Morning Walking or Carriage Dress, October 1812

Ackermann’s Repository of Arts, October 1812.

“Morning Costume.”

Remove the spencer and the purse (“ridicule”) and this would look like an indoor morning dress. But once  you’ve grabbed the spencer, the the purse, and the gloves, you are likely heading outdoors, so it becomes a morning walking dress. But the description allows that it might also be worn as a carriage dress. When she does go outdoors, she would have worn a bonnet on top of the cap.

All this goes to show that a single dress could be adapted for many uses, meaning there was no actual need to have a separate morning dress, a walking dress, and a carriage dress, as the magazines, and apparently dress-makers, liked to dictate. Just accessorize it differently for different occasions, and you have multiple looks.

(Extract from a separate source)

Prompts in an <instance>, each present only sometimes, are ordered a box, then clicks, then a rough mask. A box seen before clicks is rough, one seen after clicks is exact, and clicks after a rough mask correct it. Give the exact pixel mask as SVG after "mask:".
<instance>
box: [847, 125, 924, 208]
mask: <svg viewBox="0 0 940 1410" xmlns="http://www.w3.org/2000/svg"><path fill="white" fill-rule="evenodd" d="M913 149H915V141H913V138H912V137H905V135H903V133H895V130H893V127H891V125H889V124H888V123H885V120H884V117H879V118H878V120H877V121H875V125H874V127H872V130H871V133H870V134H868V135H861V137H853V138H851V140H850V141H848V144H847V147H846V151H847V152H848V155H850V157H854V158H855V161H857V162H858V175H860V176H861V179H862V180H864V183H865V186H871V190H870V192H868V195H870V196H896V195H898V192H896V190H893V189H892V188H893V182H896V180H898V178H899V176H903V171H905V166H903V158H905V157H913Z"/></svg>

The print is described in the magazine as follows:

“AUTUMNAL CARRIAGE OR MORNING COSTUME. A plain jaconet muslin robe, formed high in the neck, with double frills of deep vandyke lace. A grey satin spencer, ornamented with silver cord and buttons en militaire, and confined at the throat with a correspondent cord nd tassels; the spencer formed without a collar, and the double frill of the morning robe falling over. A quartered foundling cap of lace, confined with a full band of the same under the chin, and ornamented on one side with an autumnal flower. Shoes of grey kid; gloves lemon colour; and ridicule of purple velvet.”